Noah understood that, whether he wanted to or not. But he couldn’t let fear or panic drive him. That’s what had led him to the Carson Ranch, and yes, he’d saved Addie in the process, but he’d also led Peter straight to Seth.
“You’re going too slow,” Addie insisted, desperation tingeing her voice.
“I can’t imagine what it must be like, the fear and the panic, but we can’t let it win. You know I wouldn’t let anything...” He trailed off, because he had let things happen to her and Seth. “We have to end this, which means we have to be smart. Leading with emotion, with fear, with letting someone else call the shots, is what got us here, Addie. If we’d fought straight off, if you’d stayed in the cabin, if I hadn’t flown after you half-cocked... We’re mucking things up right and left, and we can’t keep doing it. Because Seth is at stake.”

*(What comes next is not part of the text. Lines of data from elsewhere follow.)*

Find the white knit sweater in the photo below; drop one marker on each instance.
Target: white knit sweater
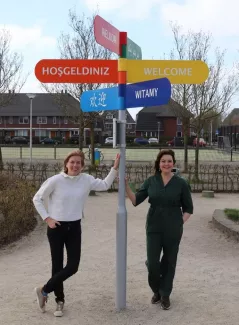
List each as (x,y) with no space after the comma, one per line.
(62,197)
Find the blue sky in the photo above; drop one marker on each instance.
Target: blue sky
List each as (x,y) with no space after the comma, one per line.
(36,25)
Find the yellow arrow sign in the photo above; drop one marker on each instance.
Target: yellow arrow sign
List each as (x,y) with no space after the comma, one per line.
(177,71)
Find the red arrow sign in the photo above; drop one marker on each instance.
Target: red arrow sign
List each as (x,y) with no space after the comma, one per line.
(77,71)
(106,35)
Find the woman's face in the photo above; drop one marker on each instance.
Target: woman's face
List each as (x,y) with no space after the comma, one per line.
(166,164)
(74,166)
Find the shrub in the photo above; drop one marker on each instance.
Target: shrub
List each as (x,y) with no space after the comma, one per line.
(16,208)
(232,214)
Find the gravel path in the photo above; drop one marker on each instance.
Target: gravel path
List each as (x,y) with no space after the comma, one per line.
(205,287)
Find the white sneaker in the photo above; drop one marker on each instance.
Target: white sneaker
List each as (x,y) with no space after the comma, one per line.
(41,300)
(59,309)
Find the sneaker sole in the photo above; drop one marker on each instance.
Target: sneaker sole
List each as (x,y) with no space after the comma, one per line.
(42,309)
(58,313)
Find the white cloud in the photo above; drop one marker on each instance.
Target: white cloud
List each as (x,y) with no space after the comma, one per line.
(32,38)
(133,9)
(220,17)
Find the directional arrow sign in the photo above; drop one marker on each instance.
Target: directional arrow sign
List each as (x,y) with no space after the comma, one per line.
(133,50)
(106,35)
(100,100)
(77,71)
(148,93)
(177,71)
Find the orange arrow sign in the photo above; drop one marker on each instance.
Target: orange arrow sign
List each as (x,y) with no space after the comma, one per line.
(77,71)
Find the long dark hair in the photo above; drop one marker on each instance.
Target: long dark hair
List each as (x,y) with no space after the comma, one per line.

He felt as much as heard Addie’s sharp intake of breath, feeling bad for speaking so harshly to her, but it was all true. They couldn’t keep reacting, they had to plant their feet and act.
“Maybe you’re right,” she said softly into his ear as he brought Annabelle to a stop. They were deep in the woods, but he knew exactly where the cabin was though he couldn’t see it though the snow and thick trees. About a hundred yards straight ahead.
“So, let’s figure out a plan. A real plan. A final plan. One that brings you both home safe.”